Generality of min-max optimization: This strategy is not limited to adversarial camouflage; it can be transferred to adversarial training, robust feature learning, and similar settings by adopting the paradigm of "first perturbing background/context, then optimizing the target" to enhance optimization robustness.
3DGS as a general attack tool: The paper notes that PGA can be extended to infrared object detection attacks, suggesting that 3DGS-based attack frameworks possess modality-agnostic generality.

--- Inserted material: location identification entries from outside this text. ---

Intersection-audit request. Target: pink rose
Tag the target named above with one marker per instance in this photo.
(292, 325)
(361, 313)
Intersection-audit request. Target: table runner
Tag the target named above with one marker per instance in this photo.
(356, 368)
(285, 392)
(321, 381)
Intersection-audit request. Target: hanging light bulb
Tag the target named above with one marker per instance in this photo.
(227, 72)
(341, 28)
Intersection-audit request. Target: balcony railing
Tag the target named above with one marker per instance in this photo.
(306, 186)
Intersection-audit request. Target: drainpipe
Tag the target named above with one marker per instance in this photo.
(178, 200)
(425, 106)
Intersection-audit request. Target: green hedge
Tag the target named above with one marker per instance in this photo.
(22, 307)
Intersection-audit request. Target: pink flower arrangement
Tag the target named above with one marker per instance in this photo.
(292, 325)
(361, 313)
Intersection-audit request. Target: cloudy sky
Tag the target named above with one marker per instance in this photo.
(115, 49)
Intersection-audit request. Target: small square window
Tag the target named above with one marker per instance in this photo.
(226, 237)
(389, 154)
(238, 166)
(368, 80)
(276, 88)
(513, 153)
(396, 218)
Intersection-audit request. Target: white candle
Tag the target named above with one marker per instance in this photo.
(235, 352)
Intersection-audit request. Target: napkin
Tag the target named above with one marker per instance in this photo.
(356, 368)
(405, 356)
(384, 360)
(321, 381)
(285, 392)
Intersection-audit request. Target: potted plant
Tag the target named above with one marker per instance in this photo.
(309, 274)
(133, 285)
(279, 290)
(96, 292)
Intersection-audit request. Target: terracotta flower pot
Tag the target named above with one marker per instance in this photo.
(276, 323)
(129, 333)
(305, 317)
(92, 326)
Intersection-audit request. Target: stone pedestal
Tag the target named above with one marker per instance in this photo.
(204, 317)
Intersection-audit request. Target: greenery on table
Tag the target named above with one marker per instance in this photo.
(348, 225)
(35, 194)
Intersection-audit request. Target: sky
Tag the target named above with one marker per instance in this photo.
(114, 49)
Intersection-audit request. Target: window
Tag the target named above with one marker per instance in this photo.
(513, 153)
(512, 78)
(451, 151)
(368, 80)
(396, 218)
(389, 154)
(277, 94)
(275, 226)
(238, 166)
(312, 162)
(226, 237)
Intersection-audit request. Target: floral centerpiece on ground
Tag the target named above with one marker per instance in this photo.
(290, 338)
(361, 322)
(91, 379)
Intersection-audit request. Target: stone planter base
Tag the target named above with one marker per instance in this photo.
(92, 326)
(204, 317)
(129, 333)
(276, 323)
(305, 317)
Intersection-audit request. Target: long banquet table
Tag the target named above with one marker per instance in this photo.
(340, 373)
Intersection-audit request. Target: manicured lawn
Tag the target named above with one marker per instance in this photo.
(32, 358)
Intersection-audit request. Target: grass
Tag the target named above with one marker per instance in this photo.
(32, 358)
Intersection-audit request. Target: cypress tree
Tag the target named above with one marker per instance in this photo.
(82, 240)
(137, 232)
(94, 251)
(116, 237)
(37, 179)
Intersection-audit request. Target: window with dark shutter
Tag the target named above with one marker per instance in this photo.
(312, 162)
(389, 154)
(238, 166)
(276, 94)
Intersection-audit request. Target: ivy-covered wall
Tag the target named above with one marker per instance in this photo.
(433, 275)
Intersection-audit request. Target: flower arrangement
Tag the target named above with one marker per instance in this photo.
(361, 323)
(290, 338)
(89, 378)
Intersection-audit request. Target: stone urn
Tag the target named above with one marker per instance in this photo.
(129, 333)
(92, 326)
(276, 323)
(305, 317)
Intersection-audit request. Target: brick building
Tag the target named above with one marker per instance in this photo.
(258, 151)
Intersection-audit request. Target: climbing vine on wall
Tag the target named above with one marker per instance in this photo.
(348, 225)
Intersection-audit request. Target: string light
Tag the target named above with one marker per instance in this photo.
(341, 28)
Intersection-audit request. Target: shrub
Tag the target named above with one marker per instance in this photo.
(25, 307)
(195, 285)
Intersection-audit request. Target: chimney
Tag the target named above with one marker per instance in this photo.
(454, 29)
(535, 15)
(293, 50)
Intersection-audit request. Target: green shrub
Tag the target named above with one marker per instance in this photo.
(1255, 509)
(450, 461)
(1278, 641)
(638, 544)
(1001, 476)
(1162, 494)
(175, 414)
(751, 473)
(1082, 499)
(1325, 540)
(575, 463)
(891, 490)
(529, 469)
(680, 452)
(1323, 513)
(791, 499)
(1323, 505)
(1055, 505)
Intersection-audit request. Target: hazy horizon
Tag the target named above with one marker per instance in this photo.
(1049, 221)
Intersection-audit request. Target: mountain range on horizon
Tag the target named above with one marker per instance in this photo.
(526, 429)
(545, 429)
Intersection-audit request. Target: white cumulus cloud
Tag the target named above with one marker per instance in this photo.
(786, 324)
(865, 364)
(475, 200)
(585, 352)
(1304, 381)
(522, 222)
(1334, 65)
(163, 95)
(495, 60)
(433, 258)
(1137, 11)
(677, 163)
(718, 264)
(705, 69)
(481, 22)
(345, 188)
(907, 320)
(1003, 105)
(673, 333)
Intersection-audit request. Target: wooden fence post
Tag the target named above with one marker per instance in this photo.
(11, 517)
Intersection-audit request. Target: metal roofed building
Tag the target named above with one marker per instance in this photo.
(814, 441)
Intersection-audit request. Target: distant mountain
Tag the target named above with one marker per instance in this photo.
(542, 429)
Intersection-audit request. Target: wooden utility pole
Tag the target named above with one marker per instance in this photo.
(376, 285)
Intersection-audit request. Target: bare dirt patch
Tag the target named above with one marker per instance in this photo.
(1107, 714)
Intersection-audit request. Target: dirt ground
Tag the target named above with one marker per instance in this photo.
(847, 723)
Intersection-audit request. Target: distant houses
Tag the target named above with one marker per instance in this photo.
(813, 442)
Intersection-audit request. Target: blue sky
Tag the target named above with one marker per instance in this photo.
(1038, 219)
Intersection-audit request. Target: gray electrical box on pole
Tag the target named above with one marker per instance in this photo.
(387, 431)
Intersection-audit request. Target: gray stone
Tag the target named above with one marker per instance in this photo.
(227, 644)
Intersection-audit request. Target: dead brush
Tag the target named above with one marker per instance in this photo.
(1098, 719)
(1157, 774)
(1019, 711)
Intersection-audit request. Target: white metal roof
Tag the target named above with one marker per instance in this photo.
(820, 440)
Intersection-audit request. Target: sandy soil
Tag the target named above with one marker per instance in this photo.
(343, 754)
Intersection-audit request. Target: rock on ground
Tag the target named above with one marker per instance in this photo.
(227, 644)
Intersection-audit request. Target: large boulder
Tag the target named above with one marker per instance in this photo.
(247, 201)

Finding on zeroth-order SH optimization: This implies that high-order spherical harmonics in 3DGS may be a double-edged sword in security contexts—providing expressive power while simultaneously introducing security risks.

Rating¶

Novelty: ⭐⭐⭐⭐ First 3DGS-based physical attack framework with insightful analysis of mutual/self-occlusion; however, the min-max paradigm has precedents in adversarial training.
Experimental Thoroughness: ⭐⭐⭐⭐⭐ Multi-tier validation across digital and physical domains, comparison against 6 baselines, 4 detectors, and comprehensive coverage of multiple distances, viewpoints, and weather conditions.
Writing Quality: ⭐⭐⭐⭐ Clear logical structure with well-matched problem–solution correspondence and intuitive illustrations.
Value: ⭐⭐⭐⭐ Significant reference value for autonomous driving security with strong attack performance; discussion of defenses is lacking.